Microsoft’un Windows 11’i tanıtmasının üzerinden yaklaşık 2 ay geçti ve kullanıcılar yeni işletim sisteminin geliştirici ve beta sürümlerini deneyimlemeye başladı bile. Lakin Windows 11’in tanıtımından beri gündeme gelme sebebi özellikleri değil sistem ihtiyaçları oldu.
Kullanıcılar her ne kadar Windows 11 için heyecanlı olsalar da eski donanımların desteklenmiyor oluşu ve TPM 2.0 takviyesinin mecburî olması pek çok kullanıcıyı Windows 11’den uzaklaştırdı. Birtakım kullanıcılar bu duruma isyan ederken kimileri Microsoft’un yeni işletim sistemini deneyimlemeye fırsat bile bulamadı.
Kullanıcılar mutlu değil
Microsoft’un yayınladığı Windows 11 yazılım yükseltme uygulamasını açan birçok kullanıcı, bilgisayarlarının Windows 11 ile uyumlu olmadığını belirten bir ikaz ile karşılaştı. Kimi kullanıcılar bu ikazın akabinde pes ederken, kimi kullanıcılar da Windows 11’in ISO belgesini modifiye ederek sistemlerini güncelledi. Ancak güncellenen sistemlerin kimilerin ufak tefek kimilerinde ise çok önemli yanlışlar ortaya çıktı.
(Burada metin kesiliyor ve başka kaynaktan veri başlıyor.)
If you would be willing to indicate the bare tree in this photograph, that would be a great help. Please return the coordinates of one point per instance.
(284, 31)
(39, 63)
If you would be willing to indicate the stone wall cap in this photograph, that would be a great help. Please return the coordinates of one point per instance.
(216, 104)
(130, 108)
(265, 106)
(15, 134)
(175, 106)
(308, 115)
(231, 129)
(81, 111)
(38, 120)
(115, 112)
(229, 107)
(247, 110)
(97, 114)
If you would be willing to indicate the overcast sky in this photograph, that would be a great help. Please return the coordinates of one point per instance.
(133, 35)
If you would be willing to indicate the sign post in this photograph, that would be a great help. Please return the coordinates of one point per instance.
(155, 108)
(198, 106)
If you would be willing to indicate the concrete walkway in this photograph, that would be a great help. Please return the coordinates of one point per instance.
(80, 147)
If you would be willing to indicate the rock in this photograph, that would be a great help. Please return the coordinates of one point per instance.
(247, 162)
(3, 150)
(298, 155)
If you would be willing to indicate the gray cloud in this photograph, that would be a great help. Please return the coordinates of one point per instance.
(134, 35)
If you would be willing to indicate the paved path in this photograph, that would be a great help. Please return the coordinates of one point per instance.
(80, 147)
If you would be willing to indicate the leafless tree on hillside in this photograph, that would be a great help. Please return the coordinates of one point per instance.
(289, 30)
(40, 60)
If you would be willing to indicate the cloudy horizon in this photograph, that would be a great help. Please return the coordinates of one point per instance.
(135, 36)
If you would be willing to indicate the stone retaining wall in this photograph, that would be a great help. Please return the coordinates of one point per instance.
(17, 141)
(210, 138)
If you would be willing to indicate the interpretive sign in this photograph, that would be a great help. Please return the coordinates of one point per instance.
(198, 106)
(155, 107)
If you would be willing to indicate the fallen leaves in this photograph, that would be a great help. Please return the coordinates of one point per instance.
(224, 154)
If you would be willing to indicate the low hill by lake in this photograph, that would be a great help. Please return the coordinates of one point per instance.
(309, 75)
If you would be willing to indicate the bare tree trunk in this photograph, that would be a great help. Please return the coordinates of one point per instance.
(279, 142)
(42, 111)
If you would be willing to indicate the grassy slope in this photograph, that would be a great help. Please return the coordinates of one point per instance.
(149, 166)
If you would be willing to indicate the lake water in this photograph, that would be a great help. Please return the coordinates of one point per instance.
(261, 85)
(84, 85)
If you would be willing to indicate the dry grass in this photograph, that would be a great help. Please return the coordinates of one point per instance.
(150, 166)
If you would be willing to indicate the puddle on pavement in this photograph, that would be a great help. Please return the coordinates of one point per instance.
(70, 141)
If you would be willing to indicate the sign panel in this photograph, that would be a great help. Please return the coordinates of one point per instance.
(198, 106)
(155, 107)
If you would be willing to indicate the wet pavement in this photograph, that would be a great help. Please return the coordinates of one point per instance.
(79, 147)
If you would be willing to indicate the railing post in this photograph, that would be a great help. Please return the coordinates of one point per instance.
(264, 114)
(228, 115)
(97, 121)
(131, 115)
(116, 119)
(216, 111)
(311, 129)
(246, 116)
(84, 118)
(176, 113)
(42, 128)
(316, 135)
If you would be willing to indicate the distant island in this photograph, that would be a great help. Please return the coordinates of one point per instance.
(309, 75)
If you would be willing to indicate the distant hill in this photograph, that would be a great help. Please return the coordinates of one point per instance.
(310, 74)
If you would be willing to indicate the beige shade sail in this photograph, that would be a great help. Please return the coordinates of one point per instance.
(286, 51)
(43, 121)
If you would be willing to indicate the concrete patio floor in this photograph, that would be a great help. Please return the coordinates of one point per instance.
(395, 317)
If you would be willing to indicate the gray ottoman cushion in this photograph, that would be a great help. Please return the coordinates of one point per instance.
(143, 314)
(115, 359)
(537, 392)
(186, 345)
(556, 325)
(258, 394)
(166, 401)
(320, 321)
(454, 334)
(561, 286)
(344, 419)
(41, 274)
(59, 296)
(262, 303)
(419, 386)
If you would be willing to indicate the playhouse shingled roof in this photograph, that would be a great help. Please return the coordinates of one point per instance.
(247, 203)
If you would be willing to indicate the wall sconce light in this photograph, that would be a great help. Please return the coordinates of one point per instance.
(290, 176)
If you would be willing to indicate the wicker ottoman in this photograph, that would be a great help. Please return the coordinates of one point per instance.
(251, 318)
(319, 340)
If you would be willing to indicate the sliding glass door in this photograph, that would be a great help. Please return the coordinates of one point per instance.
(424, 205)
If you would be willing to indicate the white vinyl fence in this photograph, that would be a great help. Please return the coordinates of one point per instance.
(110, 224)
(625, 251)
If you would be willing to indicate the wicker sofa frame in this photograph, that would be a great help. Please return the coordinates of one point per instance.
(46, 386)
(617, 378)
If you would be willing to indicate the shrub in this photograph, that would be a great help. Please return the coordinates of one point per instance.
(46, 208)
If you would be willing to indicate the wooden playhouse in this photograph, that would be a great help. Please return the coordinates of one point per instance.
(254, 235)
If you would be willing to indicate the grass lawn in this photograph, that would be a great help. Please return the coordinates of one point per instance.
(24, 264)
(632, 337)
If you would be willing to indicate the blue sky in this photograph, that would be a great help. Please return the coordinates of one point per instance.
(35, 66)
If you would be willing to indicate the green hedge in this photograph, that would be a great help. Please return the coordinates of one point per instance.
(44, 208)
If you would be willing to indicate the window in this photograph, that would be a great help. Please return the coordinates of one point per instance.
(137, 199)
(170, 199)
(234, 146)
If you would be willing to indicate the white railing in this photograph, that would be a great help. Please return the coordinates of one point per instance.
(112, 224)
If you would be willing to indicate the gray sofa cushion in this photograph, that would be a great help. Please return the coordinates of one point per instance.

Birden fazla kullanıcı bu sistem ihtiyaçlarının bilerek bu türlü hazırlandığını ve şirketin asıl maksadının kullanıcıları yeni bir bilgisayar almaya itmek olduğunu savundu. Tabi ki ülkemiz de dahil olmak üzere dünyanın pek çok yerine beşerler sadece Windows 11 kullanmak için yeni bir bilgisayar alamayabilir. Ama sorulması gereken asıl soru, sanki Microsoft’un planı nitekim bu mu?
Microsoft’un planı ne?
Windows 11 için kısmen aktüel donanımlar isteyen Microsoft, bu durumun Windows 11 ile sunduğu özelliklerin tam kapasitede çalışabilmesini için gerekli olduğunu açıklamıştı. TPM 2.0 takviyesinin ise günümüzde güvenlik için gereken en az standart olduğunu söyleyen yetkililer, bu mevzuda haksız değiller. Bilhassa teknolojinin yaygınlaşmasıyla birlikte beşerler, kıymetli belgelerini ve dokümanlarını bilgisayarlarında saklıyor ve bu datalar hackerların amacı haline gelebiliyor.
Microsoft, tıpkı Apple’ın yaptığı üzere güvenliği ön plana çıkarmaya ve kullanıcılarının onlar farkında olmasa bile inançta olmalarını amaçladığı için bu şekil zorunlulukları Windows 11’e getirdi. Üstelik bu yüksek sistem ihtiyaçlarıyla ilgili sorun Microsoft için bir birinci değil. Windows 8.1’den Windows 10’a geçiş sırasında pek çok kullanıcı birinci suram ekranında ve sonrasında önemli sıkıntılar yaşadığını rapor etmişti. Bu külfetler esas sebebi ise yetersiz donanımdı. Bu badirelerin akabinde yetkililer, sistem ihtiyaçlarını karşılayamayan bilgisayarların Windows 10’u verimli bir biçimde çalıştaramayacağını açıklamıştı. Şirket, bu kere evvelden kullanıcıları uyarmak ve yükseltme sırasında mümkün data kayıplarının önüne geçmek için kullanıcılara, sistemlerinin uyumlu olup olmadığını gösteren bir yazılım sundu.
Aslında her iki taraftan da bakıldığın hem kullanıcıların hem de Microsoft’un haklı olduğu noktalar var. Kullanıcılar eski de olsa sistemlerinde Windows 11’i deneyimlemek istiyorken Microsoft, kullanıcılarının güvenliğini ve bilgilerinin korunmasını amaçlayarak kimi zorunlulukları Windows 11 ile sunuyor.
Siz bu mevzuda hangi tarafı haklı buluyorsunuz? Fikirlerinizi yorumlarda belirtmeyi unutmayın.